Is the variance concave?

Let $X$ be a discrete random variables with values in the set $\{x_1,\ldots, x_n\}\subset\mathbb{R}$. Denote by $p_i$ the probability that $X=x_i$. We can then regard the variance $\mbox{Var}(X)$ as a function of the vector $p\in \Delta^{n-1}\subseteq\mathbb{R}^n$.

Will it be a concave function of $p$? With $n=2$, we get

$$\mbox{Var} (X)=p_1p_2(x_1-x_2)^2=p_1(1-p_1)(x_1-x_2)^2$$

which is concave. I'm not sure how to generalize this beyond two dimensions though.

We have $\mathrm{var}_p\left(X\right)=\mathbb{E}_p\left[X^2\right]-\mathbb{E}_p\left[X\right]^2$. Furthermore, for $\lambda\in\left[0,1\right]$ we can write $$\mathbb{E}_{\lambda p+(1-\lambda)q}\left[X^2\right]=\lambda\mathbb{E}_p\left[X^2\right]+(1-\lambda)\mathbb{E}_q\left[X^2\right].$$ Convexity of $\left(\cdot\right)^2$ and Jensen's inequality then yield $$\lambda \mathbb{E}_p\left[X\right]^2+(1-\lambda) \mathbb{E}_q\left[X\right]^2\geq \left(\lambda\mathbb{E}_p\left[X\right]+(1-\lambda)\mathbb{E}_q\left[X\right]\right)^2=\mathbb{E}_{\lambda p+(1-\lambda)q}\left[X\right]^2.$$

Thus we deduce $$\mathrm{var}_{\lambda p+(1-\lambda)q}\left(X\right)=\mathbb{E}_{\lambda p+(1-\lambda)q}\left[X^2\right]-\mathbb{E}_{\lambda p+(1-\lambda)q}\left[X\right]^2\\\geq\lambda\mathrm{var}_p\left(X\right)+(1-\lambda)\mathrm{var}_q\left(X\right),$$ that means the variance is concave.

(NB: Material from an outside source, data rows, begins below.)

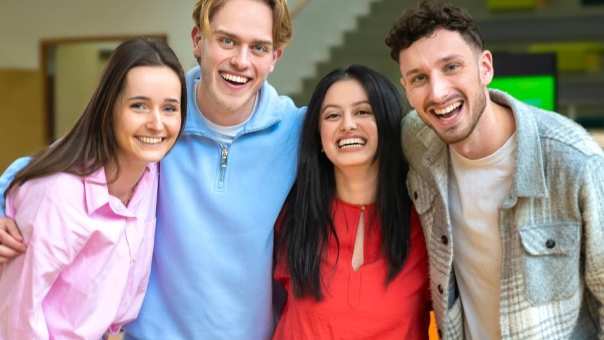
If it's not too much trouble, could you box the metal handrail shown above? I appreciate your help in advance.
[290,0,310,18]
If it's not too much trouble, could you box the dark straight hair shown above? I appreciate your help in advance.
[275,65,410,300]
[6,38,187,193]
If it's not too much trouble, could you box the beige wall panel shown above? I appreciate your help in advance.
[0,69,46,171]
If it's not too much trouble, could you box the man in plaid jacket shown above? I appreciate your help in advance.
[386,2,604,340]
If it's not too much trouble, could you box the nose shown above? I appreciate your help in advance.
[430,75,449,103]
[340,112,357,131]
[231,46,250,70]
[146,108,163,131]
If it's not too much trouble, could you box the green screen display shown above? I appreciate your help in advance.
[489,75,556,111]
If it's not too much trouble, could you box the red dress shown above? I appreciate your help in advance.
[273,200,430,340]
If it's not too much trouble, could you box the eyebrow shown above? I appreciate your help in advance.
[128,96,180,103]
[405,54,462,77]
[214,29,273,46]
[321,100,371,113]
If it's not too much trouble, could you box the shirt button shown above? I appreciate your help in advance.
[545,238,556,249]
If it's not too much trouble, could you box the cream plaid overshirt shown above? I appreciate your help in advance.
[403,91,604,340]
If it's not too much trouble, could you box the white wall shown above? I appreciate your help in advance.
[0,0,195,69]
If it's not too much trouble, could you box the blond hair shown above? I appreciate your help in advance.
[193,0,292,48]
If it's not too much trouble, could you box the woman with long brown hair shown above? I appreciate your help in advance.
[0,38,186,340]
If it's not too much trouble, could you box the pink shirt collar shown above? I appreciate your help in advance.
[84,163,157,218]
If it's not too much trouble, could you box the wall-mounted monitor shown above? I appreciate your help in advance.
[489,53,558,111]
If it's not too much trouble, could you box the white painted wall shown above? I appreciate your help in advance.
[269,0,377,95]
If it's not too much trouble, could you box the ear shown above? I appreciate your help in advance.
[399,77,407,90]
[478,50,494,86]
[269,47,283,73]
[191,25,203,60]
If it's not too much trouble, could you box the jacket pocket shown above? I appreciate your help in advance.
[519,222,581,305]
[442,297,464,340]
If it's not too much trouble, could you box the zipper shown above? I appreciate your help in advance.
[218,144,229,190]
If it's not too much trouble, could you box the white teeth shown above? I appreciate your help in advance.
[338,137,366,149]
[220,73,248,84]
[136,136,163,144]
[434,102,461,116]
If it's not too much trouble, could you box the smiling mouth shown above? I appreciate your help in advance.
[429,100,463,119]
[337,137,367,150]
[220,72,251,86]
[136,136,166,145]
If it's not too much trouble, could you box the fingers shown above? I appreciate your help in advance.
[0,218,26,258]
[0,217,23,242]
[0,245,21,268]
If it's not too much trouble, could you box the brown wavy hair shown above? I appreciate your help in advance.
[385,0,484,63]
[6,38,187,192]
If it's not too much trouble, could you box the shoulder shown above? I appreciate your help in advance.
[8,172,84,218]
[261,81,306,120]
[401,111,438,166]
[533,108,602,158]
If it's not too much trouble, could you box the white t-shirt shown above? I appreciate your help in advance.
[193,81,260,145]
[449,134,516,340]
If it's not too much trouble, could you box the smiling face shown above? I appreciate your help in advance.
[192,0,282,125]
[113,66,181,170]
[319,79,378,171]
[399,29,493,144]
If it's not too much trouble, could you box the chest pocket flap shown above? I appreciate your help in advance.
[519,222,580,256]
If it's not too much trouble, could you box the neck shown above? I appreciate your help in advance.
[451,94,516,159]
[195,82,258,126]
[335,162,378,205]
[105,157,145,205]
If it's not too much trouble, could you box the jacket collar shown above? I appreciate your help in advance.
[183,66,284,138]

We look at the Hessian and see it's negative semi-definite because

i) function itself

\begin{align*} f(p) &= \text{Var}(X)\\ &= E[X^2] - E[X]^2\\ &= p^Ty - (p^Tx)^2, \end{align*} where $y = [x_1^2,\,\ldots,\,x_n^2]^T$.

ii) its gradient and Hessian

\begin{align*} \nabla f &= y - 2(p^Tx)x\\ \nabla f^2 &= -2xx^T. \end{align*} $\nabla f^2$ is negative semi-definite for all $p$ $\Leftrightarrow$ $f$ is concave.